After the very interesting, albeit tumultuous summer of 2023 I thought my train had finally come in. I was offered a role in a start-up under the leadership of three established, City sorts. As we now know however, I instead ended up underneath the looming green of London’s new favourite pub. The story however did not end there as this is no fairytale. I now prowl the floor and occasionally chop and peel at another restaurant – Dorian in Notting Hill. My ambitions are grand and bolstered by something verging on the obsessive. I dream about service, good and bad. I come home in the small hours after a double and start watching cooking videos. I have long drifted into the territory of a bore. This energy needs to go somewhere and ‘PanconTommy’ will hopefully be that. The name is an homage to my breakfast of the last 3 years and is also all that was available on instagram…
Writing will be part of the process of holding myself accountable to aspirations and interests. Combing recipe books, grand bouts of cooking and late-night pondering on past adventures, current perspectives and future ambitions are what I hope to distil onto these pages.

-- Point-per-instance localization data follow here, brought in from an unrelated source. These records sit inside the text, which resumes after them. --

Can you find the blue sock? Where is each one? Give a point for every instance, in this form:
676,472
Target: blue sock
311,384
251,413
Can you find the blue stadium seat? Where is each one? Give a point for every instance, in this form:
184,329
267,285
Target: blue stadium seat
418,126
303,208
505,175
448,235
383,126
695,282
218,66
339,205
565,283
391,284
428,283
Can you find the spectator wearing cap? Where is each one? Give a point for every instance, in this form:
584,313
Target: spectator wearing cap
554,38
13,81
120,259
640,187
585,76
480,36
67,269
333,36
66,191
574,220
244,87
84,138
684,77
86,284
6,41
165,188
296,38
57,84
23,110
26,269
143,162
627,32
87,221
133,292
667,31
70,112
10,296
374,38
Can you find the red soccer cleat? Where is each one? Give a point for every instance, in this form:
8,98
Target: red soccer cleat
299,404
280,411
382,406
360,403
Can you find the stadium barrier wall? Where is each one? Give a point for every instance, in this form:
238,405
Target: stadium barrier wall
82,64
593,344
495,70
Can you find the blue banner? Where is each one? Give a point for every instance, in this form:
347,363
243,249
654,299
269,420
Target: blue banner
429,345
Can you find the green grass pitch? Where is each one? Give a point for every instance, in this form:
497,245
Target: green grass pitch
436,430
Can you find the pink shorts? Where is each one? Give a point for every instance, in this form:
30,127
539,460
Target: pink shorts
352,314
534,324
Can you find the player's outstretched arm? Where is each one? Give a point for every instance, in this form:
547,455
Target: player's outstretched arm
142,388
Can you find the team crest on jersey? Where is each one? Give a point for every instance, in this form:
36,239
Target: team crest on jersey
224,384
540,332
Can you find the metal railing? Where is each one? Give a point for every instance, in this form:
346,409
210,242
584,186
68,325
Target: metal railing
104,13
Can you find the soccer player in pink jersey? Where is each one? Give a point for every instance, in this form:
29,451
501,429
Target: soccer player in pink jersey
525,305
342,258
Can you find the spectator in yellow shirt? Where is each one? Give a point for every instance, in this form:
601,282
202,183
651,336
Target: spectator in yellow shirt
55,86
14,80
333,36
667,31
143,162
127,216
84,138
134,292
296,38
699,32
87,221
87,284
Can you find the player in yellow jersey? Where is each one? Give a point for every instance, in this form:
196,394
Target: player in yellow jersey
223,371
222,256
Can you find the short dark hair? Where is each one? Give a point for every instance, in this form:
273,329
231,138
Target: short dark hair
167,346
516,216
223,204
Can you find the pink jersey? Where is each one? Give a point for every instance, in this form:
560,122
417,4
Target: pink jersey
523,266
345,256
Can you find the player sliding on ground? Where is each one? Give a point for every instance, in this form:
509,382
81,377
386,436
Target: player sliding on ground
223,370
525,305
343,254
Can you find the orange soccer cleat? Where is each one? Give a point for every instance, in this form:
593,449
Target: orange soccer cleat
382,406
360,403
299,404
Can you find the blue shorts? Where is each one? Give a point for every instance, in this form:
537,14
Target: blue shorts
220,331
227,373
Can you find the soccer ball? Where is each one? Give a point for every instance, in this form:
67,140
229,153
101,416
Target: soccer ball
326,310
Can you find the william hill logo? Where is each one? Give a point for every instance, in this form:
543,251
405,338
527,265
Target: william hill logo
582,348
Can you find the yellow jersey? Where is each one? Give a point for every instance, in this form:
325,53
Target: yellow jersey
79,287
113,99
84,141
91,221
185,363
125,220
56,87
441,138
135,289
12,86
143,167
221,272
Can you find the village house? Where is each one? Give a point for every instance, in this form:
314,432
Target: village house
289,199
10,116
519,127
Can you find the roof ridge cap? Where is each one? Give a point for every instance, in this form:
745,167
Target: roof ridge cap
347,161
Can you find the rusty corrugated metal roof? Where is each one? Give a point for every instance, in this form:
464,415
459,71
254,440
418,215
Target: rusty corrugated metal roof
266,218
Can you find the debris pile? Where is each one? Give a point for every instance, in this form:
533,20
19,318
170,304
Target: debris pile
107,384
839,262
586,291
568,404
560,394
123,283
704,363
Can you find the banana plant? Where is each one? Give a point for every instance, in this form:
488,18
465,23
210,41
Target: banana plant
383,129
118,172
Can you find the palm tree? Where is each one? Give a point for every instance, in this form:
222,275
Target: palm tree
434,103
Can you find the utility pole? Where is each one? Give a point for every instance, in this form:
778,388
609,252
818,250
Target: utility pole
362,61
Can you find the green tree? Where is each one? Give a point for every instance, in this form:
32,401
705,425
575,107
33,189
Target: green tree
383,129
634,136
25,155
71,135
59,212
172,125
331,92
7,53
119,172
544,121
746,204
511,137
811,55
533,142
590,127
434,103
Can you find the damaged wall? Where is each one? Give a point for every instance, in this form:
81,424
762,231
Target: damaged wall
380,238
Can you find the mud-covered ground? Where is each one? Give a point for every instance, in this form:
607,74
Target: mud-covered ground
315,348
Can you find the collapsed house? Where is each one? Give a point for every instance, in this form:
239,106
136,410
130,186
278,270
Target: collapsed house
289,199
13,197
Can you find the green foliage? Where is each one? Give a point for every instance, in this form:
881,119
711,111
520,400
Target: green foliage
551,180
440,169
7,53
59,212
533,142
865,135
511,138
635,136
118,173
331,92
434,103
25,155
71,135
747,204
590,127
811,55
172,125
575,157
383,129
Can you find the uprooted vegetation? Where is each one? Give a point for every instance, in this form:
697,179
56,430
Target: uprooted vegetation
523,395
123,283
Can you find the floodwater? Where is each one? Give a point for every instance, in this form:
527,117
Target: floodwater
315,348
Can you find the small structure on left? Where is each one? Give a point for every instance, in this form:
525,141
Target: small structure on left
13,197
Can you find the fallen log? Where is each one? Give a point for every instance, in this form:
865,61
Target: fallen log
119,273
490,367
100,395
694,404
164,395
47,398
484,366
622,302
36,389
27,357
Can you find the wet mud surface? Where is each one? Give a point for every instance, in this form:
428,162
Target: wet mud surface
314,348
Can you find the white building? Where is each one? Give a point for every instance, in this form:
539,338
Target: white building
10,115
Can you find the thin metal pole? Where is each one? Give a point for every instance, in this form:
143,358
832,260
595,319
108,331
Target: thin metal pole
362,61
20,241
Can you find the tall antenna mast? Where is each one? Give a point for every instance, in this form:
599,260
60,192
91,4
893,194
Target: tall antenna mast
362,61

I will do my best to be ruthless in editorial oversight. I am a writer out of practice and ask the reader to bear with me as I bring up my fitness. I hope to publish a couple of recipes each week – sort of tied in with the adjacent Instagram. Alongside these will be bi-weekly accounts of a previous adventure, near or far and finally some of my own perspective on the epicurean or otherwise.
I look forward to sharing much with you in 2025. If you fancy, please engage in commentary and criticism. It will be, as it always seems, an interesting ride.